Arrivé au terme de cette trop rapide revue, la gloire de mon temps m’attire vers d’autres côtés, et je me sens pris d’un dernier doute sur le mérite d’un plan qui me force d’omettre tout ce qui n’est pas de pure littérature. Ainsi il faut me taire sur ces écrits d’État, si ce mot m’est permis, bulletins de victoire, notes politiques, discours aux grands corps de l’État, par lesquels la France du dix-neuvième siècle a parlé au monde avec un si grand retentissement. Il faut me taire également sur tant de beaux exemples de l’éloquence politique, telle qu’elle s’est fait entendre du haut de la tribune, plus pratique et plus près des affaires que dans les assemblées de la révolution, moins étroitement nationale que chez nos voisins, élevée, libérale, philosophique, ne séparant jamais la cause de la France de la cause du genre humain.

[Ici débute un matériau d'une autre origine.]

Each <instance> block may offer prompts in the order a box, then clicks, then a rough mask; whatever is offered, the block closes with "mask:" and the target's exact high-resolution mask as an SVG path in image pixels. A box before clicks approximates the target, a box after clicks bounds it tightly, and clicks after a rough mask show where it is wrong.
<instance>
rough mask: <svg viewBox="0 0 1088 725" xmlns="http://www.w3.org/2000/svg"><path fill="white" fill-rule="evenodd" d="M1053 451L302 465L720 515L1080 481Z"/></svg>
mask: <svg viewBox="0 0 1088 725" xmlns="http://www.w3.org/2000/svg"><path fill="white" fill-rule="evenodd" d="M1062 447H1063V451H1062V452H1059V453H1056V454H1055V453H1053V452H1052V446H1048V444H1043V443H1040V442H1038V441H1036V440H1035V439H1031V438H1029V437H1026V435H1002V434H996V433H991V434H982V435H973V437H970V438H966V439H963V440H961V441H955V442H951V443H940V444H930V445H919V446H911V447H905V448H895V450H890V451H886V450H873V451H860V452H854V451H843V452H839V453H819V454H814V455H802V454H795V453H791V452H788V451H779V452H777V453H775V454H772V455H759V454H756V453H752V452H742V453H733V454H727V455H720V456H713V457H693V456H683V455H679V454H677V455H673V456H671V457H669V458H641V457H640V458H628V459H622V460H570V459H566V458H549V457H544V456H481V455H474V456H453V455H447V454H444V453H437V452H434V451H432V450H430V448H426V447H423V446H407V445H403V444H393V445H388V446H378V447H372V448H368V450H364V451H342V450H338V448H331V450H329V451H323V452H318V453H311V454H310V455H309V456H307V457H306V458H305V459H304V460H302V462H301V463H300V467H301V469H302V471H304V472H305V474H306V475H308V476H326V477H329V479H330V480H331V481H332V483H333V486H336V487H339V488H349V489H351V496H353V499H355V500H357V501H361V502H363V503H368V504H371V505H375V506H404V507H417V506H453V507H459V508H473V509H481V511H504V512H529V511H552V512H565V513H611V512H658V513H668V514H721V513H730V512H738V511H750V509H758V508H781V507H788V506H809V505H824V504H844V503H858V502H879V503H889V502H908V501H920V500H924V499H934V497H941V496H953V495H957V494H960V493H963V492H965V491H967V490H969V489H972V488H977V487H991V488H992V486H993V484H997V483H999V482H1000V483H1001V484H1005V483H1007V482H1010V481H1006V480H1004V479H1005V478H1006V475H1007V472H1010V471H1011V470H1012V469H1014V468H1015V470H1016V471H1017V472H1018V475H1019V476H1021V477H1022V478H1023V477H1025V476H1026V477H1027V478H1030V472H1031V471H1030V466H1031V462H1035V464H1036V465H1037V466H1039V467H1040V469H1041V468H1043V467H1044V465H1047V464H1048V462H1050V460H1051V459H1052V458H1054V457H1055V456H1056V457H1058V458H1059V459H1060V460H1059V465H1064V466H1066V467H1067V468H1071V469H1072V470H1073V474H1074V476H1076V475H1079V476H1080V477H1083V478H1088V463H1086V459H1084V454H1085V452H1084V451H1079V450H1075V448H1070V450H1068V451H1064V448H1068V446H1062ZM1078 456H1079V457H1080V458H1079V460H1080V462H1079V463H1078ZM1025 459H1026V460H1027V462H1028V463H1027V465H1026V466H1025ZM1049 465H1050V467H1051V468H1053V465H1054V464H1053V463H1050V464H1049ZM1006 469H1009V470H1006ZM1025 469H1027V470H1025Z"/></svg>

Enfin, dans les éloges que j’ai donnés aux œuvres purement littéraires, en ai-je dit assez, non pour les auteurs, dont les plus modestes souffrent volontiers qu’on le soit moins qu’eux en parlant de leurs livres, mais pour la vérité ? N’ai-je pas résisté à mon admiration pour le présent, de peur des démentis de l’avenir ? Il faut bien que j’encoure le risque. Si j’ai pu croire, pour les œuvres antérieures au dix-neuvième siècle, que je parlais au nom de beaucoup de gens, pour toutes les œuvres contemporaines je n’ai parlé qu’en mon nom.
On ne m’accusera pas du moins d’avoir estimé médiocrement mon temps. Si l’on inventait pour le dix-septième siècle un titre supérieur à celui de grand, je dirais volontiers que les soixante premières années du dix-neuvième siècle sont plus de la moitié d’un grand siècle. Je pourrais même affirmer que le nom lui en restera, si l’esprit français resserre son union, un moment relâchée, avec les deux antiquités, ses deux immortelles nourrices. C’est la meilleure éducation, même pour l’originalité qui veut s’ouvrir d’autres voies. Là est la force du génie français, et la valeur de chaque esprit sera toujours proportionnée à la part qu’il aura reçue de la nourriture commune147.